With this research project, the researchers aimed to design a robust, reliable testing framework for creating physically-realizable adversarial examples, or real-world deep-learning attacks, which can easily adapt to a wide variety of deep learning algorithms. The first step in creating this testing framework was to incorporate existing adversarial learning vulnerabilities (misclassification). The researchers then improved upon the state-of-the-art by developing and testing a novel approach to spoofing object detection neural networks. While typical object detection spoofing has involved manipulating the classification task, SwRI also researched and tested spoofing object localization by creating patches that attempted to shift the regions by more than 20% of the original region height/width. SwRI improved the state of the art in security testing by creating a better training methodology for these physically realizable adversarial examples. Conventional adversarial example training methods used affine transformations to make the adversarial example scale and rotation invariant. SwRI improved upon this by creating “perception-invariant” adversarial examples (a term coined at SwRI), which were created using full homography transformations of the adversarial example during training. The advantage to this approach is, when testing in the physical world, the adversarial example does not need to be perfectly parallel with the camera system. Instead, it can have a certain degree of rotation in all three dimensions without compromising its effectiveness. This method allowed SwRI to accurately test how a malicious party might exploit an image processing system in the physical world.
SwRI successfully created an adversarial learning framework that can quickly adapt to new deep learning algorithms and test their vulnerability to both misclassification and mislocalization attacks. The researchers proved that object localization spoofing does not produce a strong enough offset in the localization vector to effectively “displace” the detection.

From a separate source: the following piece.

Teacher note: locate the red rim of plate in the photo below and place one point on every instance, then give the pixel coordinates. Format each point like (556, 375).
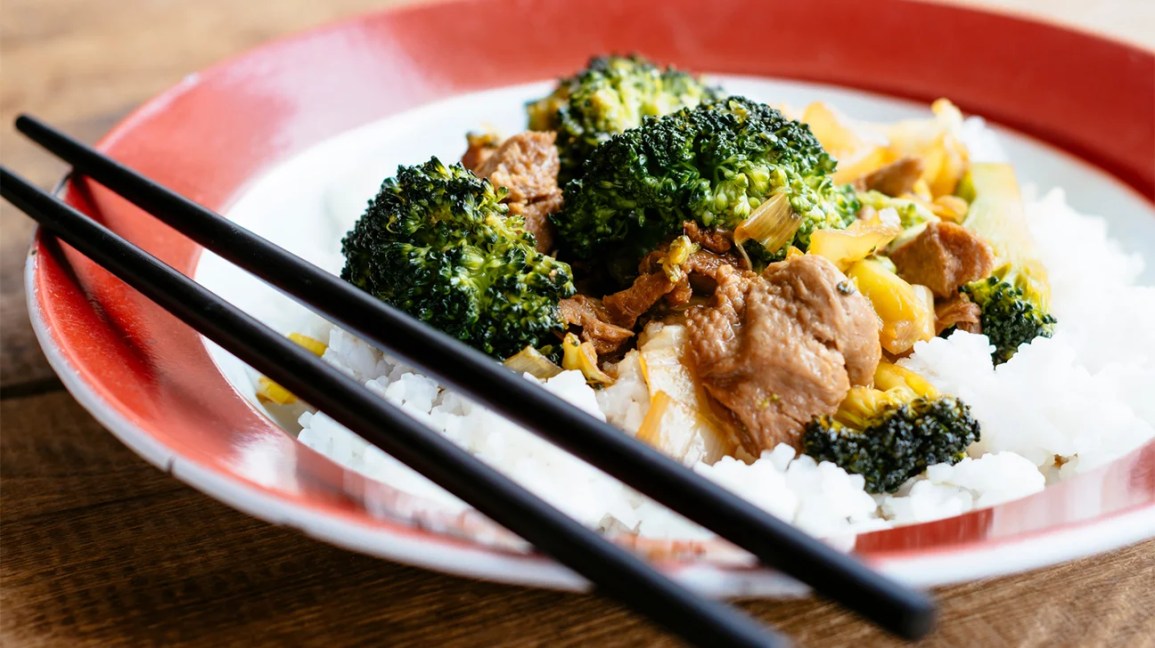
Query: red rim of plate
(151, 381)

Instead when the researchers introduced an offset in either the x or y position by more than 20% of the length or width of the original region, that region disappeared entirely (thus creating another type of “disappearing” attack). Another discovery was that misclassification attacks (i.e., converting a truck into a bicycle) produced the largest shift/scale change in the region’s shape because each class is biased toward a particular set of region shapes. There was no research into the validity or effectiveness of such an attack prior to this project. Finally, the researchers created an improved method for producing more physically realizable adversarial examples, while also reducing the footprint (size) of the adversarial example than the current state-of-the-art.